The Rise of DX and LinearB Points to a Bigger Engineering Question
- 2 days ago
- 4 min read

The growth of AI coding tools has given engineering leaders another reason to examine how software work is happening. Writing more code does not necessarily mean delivering more useful software. Faster output can also move pressure into code review or testing.
DX brings quantitative engineering data together with feedback from developers. It helps organisations study productivity, developer experience, and the effect of AI on engineering work. LinearB focuses heavily on the delivery process, using data from development workflows to identify delays and improve how work moves towards production. Both platforms are also expanding beyond basic activity metrics. They want to help leaders understand whether engineering is becoming more effective.
This is useful progress. For a long time, many technology organisations relied on whatever was easiest to count. Tickets completed, commits made, or hours worked could create the appearance of measurement without saying much about productivity.
Better engineering data provides a more credible view. Leaders can see where work is waiting, whether developers are facing repeated friction, and how changes to tools or processes affect delivery.
Recent LinearB research offers a good example of why this matters. Its analysis found that AI-generated pull requests waited much longer to be reviewed than unassisted work. Once reviewed, they moved faster, but far fewer were eventually accepted. The code was being produced quickly, yet the wider delivery system was struggling to absorb it.
Without that information, an organisation might conclude that AI had improved productivity simply because developers were generating more code. With it, a more accurate story emerges: output went up, but so did the load on review, and the net effect on delivered value is murkier than the raw commit count suggests. That is a genuinely useful finding. But it also points to a second, quieter problem.
Say the same organisation drills further into those stalled pull requests and finds that a disproportionate number of them belong to a system tied to a regulatory deadline six weeks out. The review delay stops being a developer-experience curiosity and becomes something a portfolio owner needs to know about today. Nothing in the pull request data itself says that, though. The engineering platform can tell you that reviews are slow and where. The delivery data may not contain enough context to show that this slowdown sits on the critical path for a compliance commitment. That connection depends on what information the organisation has integrated and how consistently it is maintained.
That gap is not a criticism of the tools. DX and LinearB are doing what they are built to do, and doing it well. The issue is that delivery metrics are produced inside engineering and consumed, often unchanged, by people who are not looking at the same picture. Engineering teams understand why a number moved. Executives see the same number and interpret it against a different set of priorities. Portfolio leaders may be working from another set of reports entirely. The organisation ends up with plenty of data and no shared view of what actually needs attention.

Closing that gap is a different kind of problem from measuring delivery more precisely. It means having somewhere that engineering reality and business priorities are recorded against each other in the first place — which system belongs to which initiative, which services carry known risk, who owns what — so that a delivery signal has something to attach to before it reaches someone outside engineering.
This is where a software catalogue or developer portal can add another layer. It can maintain relationships between services, ownership, and business initiatives, giving delivery signals more organisational context. Avalia's DX Hub is one example: built on the open-source Backstage framework, it works as a catalog of services, ownership, and dependencies that engineering teams keep current, with a layer on top that ties that catalog to business initiatives and surfaces AI-generated summaries for the people who don't want to read a raw dashboard. It sits downstream of tools like GitHub, Jira or SonarQube rather than replacing them — pulling structure out of what's already there instead of asking teams to instrument anything new.

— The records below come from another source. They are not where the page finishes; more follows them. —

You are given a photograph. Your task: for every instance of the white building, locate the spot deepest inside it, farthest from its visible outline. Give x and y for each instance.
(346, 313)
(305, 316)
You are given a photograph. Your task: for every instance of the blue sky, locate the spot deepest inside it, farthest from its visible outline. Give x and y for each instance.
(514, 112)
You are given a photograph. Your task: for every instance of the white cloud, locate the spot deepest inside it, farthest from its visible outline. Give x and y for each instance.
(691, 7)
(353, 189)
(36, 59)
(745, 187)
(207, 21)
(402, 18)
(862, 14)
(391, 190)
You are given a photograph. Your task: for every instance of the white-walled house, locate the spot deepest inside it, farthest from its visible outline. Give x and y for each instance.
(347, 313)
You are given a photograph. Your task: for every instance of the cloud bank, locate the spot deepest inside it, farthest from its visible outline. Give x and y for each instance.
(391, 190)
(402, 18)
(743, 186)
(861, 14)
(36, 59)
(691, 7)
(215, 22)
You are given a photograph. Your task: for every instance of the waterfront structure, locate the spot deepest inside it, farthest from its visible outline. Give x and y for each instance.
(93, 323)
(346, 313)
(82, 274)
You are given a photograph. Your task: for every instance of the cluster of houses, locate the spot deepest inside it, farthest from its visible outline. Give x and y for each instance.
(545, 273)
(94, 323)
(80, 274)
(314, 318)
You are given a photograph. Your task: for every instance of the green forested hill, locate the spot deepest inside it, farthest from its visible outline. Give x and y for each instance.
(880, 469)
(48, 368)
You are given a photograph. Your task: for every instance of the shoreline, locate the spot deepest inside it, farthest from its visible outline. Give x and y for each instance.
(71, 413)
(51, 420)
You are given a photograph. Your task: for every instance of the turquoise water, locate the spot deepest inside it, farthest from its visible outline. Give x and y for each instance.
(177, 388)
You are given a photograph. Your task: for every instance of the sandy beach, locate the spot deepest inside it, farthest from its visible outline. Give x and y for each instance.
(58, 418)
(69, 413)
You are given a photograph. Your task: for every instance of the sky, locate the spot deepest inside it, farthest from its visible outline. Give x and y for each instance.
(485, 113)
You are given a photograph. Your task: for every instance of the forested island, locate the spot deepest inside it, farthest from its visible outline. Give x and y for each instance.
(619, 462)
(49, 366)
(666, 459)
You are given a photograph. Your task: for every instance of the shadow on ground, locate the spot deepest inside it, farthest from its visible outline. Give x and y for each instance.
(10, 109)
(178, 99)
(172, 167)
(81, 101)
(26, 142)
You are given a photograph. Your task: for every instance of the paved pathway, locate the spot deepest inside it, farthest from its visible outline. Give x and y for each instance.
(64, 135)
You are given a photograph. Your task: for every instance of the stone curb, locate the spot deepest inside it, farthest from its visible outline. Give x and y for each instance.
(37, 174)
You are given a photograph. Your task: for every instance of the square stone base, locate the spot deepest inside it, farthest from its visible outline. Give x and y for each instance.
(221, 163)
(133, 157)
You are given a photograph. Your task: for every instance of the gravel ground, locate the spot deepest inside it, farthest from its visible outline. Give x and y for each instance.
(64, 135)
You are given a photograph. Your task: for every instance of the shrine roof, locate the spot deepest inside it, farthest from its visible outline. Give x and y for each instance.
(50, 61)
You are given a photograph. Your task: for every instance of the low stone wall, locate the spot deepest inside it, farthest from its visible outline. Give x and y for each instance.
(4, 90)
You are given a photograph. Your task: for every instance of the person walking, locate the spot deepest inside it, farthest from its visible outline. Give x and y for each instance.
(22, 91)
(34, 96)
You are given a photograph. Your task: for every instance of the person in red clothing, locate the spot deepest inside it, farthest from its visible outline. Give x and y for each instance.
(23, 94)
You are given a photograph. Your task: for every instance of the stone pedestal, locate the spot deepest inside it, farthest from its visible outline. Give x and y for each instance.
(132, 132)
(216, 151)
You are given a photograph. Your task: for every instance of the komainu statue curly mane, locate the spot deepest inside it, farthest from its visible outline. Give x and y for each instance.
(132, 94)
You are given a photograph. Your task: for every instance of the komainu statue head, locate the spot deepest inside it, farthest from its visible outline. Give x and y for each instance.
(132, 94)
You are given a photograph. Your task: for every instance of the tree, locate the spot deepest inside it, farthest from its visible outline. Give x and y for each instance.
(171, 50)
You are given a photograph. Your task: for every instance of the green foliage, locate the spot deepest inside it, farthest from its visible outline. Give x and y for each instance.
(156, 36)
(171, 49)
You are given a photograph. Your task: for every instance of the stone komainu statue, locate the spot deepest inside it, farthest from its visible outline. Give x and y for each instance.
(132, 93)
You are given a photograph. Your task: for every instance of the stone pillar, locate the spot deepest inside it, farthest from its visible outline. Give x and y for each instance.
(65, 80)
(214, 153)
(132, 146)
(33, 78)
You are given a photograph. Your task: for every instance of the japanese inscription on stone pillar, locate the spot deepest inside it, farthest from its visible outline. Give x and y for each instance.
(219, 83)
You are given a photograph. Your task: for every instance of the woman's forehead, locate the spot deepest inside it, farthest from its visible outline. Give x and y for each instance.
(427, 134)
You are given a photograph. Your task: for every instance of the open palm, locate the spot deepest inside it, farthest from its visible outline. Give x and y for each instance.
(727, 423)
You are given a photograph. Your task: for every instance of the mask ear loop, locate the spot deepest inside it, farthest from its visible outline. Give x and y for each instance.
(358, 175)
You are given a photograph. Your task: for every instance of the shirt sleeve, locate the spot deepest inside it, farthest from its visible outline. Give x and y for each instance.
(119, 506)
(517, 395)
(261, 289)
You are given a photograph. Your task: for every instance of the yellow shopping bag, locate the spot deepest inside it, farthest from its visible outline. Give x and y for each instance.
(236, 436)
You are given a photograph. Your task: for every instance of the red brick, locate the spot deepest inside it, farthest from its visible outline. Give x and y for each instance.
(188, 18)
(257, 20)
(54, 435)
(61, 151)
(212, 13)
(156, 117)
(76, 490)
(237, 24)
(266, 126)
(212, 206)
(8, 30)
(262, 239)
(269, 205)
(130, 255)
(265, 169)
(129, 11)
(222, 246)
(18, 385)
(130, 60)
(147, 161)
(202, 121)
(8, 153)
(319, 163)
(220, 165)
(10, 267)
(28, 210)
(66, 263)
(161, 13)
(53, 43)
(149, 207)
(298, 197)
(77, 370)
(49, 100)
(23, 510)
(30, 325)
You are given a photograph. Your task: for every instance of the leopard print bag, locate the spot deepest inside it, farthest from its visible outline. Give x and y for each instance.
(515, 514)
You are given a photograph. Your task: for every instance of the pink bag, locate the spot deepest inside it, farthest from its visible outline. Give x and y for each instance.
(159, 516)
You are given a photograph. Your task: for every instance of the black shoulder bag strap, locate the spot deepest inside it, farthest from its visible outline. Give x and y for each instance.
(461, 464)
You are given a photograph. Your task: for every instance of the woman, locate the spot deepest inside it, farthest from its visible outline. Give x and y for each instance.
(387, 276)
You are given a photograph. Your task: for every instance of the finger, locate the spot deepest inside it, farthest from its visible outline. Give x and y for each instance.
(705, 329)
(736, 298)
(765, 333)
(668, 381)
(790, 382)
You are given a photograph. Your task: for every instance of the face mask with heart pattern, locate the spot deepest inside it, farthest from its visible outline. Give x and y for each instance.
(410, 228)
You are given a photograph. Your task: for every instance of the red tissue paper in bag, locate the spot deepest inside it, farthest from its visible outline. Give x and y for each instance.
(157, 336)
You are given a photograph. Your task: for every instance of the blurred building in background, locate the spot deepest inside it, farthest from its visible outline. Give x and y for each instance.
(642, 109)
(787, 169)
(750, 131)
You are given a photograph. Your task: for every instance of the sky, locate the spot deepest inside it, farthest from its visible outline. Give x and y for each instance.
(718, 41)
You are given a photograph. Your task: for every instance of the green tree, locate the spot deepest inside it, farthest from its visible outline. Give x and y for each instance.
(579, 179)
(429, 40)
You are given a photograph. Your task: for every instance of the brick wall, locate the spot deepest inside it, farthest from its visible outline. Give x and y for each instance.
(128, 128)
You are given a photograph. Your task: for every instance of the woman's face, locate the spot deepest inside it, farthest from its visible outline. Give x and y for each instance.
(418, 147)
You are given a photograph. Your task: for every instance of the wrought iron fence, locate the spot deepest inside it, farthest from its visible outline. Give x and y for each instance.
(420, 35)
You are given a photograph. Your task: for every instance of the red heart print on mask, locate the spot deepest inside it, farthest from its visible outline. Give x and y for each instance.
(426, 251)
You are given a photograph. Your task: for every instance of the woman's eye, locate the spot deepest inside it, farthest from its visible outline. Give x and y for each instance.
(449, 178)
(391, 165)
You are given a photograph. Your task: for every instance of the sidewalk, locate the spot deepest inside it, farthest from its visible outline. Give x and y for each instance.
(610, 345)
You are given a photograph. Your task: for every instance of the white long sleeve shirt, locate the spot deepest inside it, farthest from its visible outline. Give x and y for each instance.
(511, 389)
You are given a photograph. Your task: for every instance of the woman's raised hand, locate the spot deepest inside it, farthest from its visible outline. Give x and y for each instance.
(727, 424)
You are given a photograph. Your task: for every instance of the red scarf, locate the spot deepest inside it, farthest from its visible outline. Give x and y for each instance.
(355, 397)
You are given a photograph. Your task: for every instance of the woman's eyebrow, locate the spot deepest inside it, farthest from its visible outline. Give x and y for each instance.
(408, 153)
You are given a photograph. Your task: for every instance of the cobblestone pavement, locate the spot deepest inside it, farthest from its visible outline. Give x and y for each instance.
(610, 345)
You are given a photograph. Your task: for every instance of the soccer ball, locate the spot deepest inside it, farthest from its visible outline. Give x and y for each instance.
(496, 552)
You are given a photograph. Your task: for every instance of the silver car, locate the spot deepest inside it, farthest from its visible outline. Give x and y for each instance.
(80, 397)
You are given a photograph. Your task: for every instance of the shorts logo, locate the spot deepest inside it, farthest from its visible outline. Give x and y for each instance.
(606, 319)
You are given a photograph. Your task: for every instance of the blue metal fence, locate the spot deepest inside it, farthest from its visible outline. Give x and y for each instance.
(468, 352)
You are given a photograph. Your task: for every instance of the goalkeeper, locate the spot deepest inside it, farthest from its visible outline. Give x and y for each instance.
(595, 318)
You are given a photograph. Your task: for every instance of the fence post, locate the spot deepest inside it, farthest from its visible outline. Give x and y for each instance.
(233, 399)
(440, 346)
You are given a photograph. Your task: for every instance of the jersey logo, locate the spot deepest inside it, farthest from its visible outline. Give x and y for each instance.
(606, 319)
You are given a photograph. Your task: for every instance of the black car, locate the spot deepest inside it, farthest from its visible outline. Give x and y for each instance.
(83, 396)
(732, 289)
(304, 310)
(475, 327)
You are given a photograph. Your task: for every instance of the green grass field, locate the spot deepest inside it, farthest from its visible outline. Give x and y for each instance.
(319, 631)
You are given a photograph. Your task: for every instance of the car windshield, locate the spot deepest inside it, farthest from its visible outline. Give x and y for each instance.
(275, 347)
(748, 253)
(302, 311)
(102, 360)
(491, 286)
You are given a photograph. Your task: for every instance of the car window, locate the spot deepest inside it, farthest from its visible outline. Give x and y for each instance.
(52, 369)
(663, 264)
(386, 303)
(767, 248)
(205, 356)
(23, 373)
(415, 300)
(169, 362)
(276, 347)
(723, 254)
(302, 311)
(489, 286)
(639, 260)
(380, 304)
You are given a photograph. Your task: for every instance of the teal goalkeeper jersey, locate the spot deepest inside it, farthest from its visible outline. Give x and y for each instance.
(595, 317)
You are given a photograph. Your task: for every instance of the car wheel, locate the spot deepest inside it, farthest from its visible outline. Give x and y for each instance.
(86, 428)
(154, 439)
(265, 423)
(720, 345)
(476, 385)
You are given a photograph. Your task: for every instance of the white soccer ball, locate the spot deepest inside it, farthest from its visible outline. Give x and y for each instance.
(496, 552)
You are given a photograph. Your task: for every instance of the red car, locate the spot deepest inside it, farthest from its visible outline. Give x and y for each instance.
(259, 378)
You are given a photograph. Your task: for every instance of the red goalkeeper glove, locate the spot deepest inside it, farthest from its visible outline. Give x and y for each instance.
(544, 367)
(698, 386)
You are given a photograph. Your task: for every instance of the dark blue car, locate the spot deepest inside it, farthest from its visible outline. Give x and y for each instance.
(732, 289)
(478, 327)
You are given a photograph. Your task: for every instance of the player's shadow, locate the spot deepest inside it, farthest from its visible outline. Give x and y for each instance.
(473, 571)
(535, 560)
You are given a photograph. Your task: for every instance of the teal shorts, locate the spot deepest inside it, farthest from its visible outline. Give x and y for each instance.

Return to the stalled pull requests. LinearB-style analysis surfaces the delay and points to where it's happening. A catalog that already knows which system those PRs touch, and which initiative and deadline that system is tied to, is what turns "reviews are slow" into "reviews are slow on the one thing the board asked about last quarter."
The metric hasn't changed. What it's connected to has.
It's worth being honest about the cost of that connection. A catalog is only as current as the teams maintaining it. Stale ownership records or an incomplete initiative map produce a portal that looks authoritative and isn't. It also isn't a drop-in SaaS tool: Avalia positions DX Hub as something implemented with their specialists rather than self-served, which is a real trade-off — more setup, but arguably a more honest one than a dashboard that claims to explain business impact out of the box.
None of this means choosing between specialised engineering tools and a broader management view. DX and LinearB provide valuable signal about developer experience and delivery. A catalog that connects services to business context doesn't compete with that signal; it gives it somewhere to land. Buying one doesn't automatically produce the other. A tool can collect data and present strong insight.
Deciding which outcomes matter, how technology work connects to them, and who should act when the signals change is still work the organisation has to do itself.
Engineering intelligence is improving quickly, and that's a good thing. Companies now have better ways to see how software gets produced and where productivity is actually being lost. The next step is connecting those findings to the decisions the business needs to make.
Knowing what changed in engineering is valuable. Knowing what that change means for the business is what makes it actionable.